Why I Hid My Disease For So Long

December 1^st through 7^th marks the fifth annual Crohns and Colitis awareness week.

Crohns Disease and Ulcerative Colitis are inflammatory bowel diseases that attack the gastrointestinal tract. While Ulcerative Colitis attacks the colon, Crohns disease can attack any part of the GI system. Basically what this means for someone who has one or both of the diseases is that we cannot digest many foods the same way other people can. The lining of whatever part of the GI tract is affected does not absorb nutrients and fluids the way that it should, and many symptoms involved with one of these diseases include abdominal pain, cramping, diarrhea, loss of appetite, weight loss, and more. Many times, Crohns and Colitis patients will not even exhibit symptoms and may appear to be healthy, especially if they are in remission. The disease will never fully go away, although some patients will not exhibit symptoms at all, and others will be fighting daily battles.

October 2010 is when my battle began. I was an otherwise normal and healthy fourteen-year-old girl who had just started high school. I vividly remember being in Spanish class first thing in the morning and feeling cramping in my stomach. Almost every day I found myself sitting in the nurse’s office waiting to be picked up from school by my mom. After about a week of trying to stay in school, I finally couldn’t go anymore. My mom began scheduling doctor’s appointments to try to figure out what was going on. I was out of school for three weeks when my primary doctor had finally suggested seeing a gastroenterologist (a doctor that specializes in GI problems). I wasn’t holding down any food I ate and my appetite was completely gone. I had seen my GI doctor maybe two more times following the first, and the last time I had seen him he had told me that I needed to go to the hospital because I was so dehydrated and losing weight fast. That Saturday morning my mom drove us home from the doctor’s office, packed our bags, and drove an hour down to Mass General Hospital where my GI doctor worked. I was quickly brought into the ER and placed on an IV drip and had many nurses around me concerned about my blood pressure and other vitals. My weight had gone from about 150 lbs in the beginning of October to 128 lbs in the beginning of November.

After they took as much blood from me as possible to run blood work, I was brought up to the eighteenth floor (pediatrics) of Mass Gen hospital, where I stayed for four nights and five days. I believe it was on the second day in the hospital that my GI doctor had told me they would need to both an endoscopy and colonoscopy. I dreaded hearing those words, because usually colonoscopies are not performed until you are MUCH older, and they are not fun, trust me. After the two procedures were complete, I was brought back to my room where the doctor had told me that I either had Crohns disease or Ulcerative Colitis, both of which were possible because they run in both sides of my family. Fun fact: Ulcerative Colitis also is more prominent in women of European Jewish decent (that’s exactly what I am). Fast forward to more tests and we finally were told that my diagnosis was Ulcerative Colitis.

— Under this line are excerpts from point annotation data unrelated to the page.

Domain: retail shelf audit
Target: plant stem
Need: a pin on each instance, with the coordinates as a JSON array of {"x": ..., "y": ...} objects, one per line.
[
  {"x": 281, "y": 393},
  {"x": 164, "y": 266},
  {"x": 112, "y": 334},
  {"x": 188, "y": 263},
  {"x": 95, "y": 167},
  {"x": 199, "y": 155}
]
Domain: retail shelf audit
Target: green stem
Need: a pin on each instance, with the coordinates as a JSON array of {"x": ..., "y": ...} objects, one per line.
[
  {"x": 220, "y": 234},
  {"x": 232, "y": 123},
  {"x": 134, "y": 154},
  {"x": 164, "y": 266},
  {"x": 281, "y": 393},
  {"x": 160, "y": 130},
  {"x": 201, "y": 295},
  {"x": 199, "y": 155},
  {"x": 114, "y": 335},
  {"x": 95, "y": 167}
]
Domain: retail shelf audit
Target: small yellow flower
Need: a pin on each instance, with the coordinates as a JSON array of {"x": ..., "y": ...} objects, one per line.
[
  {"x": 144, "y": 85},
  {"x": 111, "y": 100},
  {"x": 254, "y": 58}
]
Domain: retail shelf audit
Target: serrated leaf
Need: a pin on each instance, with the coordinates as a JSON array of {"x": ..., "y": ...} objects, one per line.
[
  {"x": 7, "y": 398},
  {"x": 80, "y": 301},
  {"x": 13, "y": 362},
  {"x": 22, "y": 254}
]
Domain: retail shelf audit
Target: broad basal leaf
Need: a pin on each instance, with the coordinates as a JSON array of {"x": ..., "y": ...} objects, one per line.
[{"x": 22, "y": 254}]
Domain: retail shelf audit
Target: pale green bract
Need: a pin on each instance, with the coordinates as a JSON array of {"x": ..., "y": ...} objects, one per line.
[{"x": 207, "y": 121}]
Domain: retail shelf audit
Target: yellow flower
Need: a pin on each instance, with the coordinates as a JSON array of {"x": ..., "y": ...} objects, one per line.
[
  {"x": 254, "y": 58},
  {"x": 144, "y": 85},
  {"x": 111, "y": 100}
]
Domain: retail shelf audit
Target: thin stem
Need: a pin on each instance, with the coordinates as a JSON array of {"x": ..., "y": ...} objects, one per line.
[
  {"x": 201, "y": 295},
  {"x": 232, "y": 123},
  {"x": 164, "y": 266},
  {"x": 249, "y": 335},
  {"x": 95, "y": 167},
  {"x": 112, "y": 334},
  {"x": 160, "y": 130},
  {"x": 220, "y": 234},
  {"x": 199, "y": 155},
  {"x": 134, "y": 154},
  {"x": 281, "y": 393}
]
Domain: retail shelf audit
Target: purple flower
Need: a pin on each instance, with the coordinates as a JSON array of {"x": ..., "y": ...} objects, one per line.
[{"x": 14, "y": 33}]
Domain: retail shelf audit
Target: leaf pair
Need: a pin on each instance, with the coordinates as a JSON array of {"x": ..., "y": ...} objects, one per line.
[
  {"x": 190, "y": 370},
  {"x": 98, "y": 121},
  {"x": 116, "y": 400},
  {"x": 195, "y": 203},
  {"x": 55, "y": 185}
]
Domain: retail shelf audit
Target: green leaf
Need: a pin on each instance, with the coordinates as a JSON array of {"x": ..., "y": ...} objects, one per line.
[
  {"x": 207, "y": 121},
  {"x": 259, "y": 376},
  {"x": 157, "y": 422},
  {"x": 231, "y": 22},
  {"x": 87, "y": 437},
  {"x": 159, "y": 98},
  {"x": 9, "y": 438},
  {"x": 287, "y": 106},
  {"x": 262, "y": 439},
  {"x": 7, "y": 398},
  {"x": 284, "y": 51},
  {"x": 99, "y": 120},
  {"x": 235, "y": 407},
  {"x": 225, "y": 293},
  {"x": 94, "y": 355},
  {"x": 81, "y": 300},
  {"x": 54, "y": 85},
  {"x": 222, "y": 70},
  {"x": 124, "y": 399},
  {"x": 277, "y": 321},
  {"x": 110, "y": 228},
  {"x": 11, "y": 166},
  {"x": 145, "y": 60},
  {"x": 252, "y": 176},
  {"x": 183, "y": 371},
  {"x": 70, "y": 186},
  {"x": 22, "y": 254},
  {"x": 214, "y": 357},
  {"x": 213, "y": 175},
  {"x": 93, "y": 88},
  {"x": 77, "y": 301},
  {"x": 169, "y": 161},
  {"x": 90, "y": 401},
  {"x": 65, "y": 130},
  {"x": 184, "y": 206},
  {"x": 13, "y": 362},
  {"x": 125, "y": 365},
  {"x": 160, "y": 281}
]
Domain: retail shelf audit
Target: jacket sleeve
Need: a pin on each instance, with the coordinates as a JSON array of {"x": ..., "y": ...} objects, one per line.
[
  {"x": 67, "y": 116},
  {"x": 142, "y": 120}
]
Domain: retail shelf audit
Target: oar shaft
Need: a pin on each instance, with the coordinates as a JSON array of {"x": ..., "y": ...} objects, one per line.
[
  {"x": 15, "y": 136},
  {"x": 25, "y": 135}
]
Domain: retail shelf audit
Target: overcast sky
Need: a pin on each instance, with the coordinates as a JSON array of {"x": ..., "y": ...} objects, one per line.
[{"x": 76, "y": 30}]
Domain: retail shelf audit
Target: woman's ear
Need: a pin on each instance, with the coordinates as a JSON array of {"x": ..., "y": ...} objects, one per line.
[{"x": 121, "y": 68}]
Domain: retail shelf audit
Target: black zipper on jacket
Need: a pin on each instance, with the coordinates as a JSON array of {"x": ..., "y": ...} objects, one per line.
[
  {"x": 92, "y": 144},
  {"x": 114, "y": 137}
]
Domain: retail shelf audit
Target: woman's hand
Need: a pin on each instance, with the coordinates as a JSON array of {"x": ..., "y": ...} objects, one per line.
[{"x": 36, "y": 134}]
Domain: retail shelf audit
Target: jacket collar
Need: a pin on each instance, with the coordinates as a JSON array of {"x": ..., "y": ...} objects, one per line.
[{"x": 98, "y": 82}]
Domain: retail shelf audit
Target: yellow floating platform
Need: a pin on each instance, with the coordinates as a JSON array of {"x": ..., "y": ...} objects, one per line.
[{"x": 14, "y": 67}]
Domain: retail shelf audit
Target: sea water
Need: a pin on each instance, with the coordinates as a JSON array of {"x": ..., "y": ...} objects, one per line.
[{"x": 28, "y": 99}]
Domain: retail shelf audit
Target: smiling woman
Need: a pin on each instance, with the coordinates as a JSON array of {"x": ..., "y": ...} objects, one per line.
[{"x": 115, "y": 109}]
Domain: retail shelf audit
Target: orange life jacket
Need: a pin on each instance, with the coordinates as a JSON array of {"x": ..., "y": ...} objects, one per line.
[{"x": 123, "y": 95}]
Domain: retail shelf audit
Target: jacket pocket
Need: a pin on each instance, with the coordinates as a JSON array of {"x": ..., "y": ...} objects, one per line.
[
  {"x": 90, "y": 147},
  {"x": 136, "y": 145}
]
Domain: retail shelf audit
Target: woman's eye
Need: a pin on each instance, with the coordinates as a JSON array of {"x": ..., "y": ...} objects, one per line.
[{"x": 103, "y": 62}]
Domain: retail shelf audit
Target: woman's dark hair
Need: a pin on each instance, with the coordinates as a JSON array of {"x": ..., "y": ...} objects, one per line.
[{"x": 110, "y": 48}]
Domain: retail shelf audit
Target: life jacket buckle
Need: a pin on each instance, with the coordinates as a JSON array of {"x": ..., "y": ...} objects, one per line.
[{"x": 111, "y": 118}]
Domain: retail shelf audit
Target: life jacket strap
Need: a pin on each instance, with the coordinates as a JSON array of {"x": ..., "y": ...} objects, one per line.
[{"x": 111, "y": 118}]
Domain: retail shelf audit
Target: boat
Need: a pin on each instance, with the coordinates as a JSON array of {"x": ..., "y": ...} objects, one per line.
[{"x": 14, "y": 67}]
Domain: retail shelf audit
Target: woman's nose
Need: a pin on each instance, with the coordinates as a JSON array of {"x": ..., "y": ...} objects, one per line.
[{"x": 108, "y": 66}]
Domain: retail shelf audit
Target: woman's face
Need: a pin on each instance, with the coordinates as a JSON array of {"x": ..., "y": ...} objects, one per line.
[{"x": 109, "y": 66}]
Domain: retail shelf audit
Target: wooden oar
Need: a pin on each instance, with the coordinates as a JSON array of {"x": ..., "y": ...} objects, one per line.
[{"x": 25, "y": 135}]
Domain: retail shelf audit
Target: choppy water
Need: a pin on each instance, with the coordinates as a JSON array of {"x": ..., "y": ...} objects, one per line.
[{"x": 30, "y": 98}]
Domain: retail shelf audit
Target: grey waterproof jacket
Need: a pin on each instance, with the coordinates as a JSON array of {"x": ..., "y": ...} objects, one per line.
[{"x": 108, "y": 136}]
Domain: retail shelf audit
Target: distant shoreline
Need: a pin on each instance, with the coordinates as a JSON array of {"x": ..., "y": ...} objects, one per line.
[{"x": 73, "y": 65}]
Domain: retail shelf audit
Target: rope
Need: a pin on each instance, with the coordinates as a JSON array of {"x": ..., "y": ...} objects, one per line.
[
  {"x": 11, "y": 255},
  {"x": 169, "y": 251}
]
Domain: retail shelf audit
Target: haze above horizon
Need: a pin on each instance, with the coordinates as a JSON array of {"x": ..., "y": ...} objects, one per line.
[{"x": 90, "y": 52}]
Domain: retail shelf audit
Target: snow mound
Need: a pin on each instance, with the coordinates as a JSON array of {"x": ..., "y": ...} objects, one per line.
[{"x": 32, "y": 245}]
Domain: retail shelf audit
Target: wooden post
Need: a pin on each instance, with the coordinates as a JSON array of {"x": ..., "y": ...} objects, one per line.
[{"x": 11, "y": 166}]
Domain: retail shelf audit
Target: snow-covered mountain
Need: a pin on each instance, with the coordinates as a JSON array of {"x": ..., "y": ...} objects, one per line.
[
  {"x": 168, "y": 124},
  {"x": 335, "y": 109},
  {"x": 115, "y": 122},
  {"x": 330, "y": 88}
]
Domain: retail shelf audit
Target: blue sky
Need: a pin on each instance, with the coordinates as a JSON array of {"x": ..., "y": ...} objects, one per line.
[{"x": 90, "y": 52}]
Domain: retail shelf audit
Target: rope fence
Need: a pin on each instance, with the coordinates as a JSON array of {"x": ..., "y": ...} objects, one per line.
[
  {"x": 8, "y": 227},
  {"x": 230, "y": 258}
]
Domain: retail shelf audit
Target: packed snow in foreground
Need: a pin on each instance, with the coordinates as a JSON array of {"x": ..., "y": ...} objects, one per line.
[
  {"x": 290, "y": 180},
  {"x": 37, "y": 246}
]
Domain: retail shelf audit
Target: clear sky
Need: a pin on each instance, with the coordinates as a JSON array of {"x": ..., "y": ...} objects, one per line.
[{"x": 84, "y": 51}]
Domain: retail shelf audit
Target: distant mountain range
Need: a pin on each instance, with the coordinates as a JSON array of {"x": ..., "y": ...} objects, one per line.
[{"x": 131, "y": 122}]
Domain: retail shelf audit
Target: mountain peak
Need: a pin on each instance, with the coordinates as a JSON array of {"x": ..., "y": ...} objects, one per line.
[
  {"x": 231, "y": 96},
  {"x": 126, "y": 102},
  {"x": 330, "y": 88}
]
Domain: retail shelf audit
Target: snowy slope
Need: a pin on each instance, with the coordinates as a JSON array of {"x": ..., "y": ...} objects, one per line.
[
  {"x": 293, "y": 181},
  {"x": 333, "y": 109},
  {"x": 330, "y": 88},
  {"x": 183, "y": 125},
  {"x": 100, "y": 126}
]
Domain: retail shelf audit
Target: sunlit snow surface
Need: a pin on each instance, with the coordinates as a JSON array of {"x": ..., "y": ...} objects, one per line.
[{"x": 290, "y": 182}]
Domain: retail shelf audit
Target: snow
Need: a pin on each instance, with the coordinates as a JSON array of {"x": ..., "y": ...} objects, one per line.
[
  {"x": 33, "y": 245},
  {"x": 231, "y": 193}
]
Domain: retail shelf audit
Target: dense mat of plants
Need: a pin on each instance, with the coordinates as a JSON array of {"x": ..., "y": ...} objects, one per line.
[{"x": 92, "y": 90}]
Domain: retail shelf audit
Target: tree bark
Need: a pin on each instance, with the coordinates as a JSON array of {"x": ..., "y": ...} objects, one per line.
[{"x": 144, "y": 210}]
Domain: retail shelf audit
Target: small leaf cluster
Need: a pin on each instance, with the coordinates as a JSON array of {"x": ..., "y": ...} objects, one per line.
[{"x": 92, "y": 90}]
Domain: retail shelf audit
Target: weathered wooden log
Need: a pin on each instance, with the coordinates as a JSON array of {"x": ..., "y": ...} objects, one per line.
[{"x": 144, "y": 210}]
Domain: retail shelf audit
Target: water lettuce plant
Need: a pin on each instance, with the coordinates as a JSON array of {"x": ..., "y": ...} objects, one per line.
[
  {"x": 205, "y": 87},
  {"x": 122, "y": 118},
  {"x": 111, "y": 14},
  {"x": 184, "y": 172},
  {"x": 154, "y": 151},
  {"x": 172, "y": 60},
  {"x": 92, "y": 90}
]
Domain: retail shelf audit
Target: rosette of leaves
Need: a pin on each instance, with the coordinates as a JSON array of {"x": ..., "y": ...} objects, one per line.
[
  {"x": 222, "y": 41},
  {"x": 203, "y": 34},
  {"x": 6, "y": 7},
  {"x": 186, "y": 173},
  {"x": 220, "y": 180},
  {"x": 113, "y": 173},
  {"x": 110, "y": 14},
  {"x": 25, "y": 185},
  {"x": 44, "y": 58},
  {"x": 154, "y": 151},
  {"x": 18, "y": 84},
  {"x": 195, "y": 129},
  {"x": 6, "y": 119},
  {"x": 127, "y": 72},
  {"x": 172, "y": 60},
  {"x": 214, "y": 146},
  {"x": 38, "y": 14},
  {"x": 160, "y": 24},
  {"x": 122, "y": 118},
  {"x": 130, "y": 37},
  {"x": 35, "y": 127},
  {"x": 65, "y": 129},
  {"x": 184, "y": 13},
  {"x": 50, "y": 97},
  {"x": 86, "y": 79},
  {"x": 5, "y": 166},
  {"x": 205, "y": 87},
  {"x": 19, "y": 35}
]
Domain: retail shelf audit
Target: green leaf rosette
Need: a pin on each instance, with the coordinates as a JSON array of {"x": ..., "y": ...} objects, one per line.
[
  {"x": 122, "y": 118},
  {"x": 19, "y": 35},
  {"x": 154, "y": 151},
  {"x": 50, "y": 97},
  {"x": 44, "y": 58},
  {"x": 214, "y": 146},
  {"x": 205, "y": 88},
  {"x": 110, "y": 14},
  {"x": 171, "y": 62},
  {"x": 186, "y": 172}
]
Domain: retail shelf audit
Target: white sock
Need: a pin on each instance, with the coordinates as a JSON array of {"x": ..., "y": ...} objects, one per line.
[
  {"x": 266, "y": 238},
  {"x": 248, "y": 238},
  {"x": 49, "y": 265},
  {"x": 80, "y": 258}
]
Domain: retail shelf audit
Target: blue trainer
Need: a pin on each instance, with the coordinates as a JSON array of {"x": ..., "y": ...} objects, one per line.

After my diagnosis and release from the hospital I had to go and get more blood work done because I was severely anemic, needed medication to keep my disease under control, and needed teaching about what I could expect. That was six years ago. To this day, my disease tends to be in remission, but I do have flare-ups every once in a while. People with Ulcerative Colitis are informed that eating corn, seeds, and nuts may start a flare-up, as we cannot digest those foods.

I hid my disease for so long. Everybody at school wondered what happened to me and I never directly told them my diagnosis; I always found myself changing the subject. I used to be very selective with the people that I told because I was afraid of being judged. Why should I have been afraid to be judged for something that is out of my control? Ulcerative Colitis and Crohns Disease are both genetic conditions. Why should I hide something that is so important to me? I don’t enjoy having the disease, but I can’t change the fact that I have it.

The Crohns and Colitis foundation is raising awareness this year using the hashtag #IBDVisible to show that people like you and me may be dealing with a disease that is not visible to the human eye. There is no cure for Ulcerative Colitis or Crohns Disease, meaning it is a disease that people live with for their entire lives. If you or someone you know has one of these diseases, support them. Don’t allow them to be afraid to admit their disease like I was.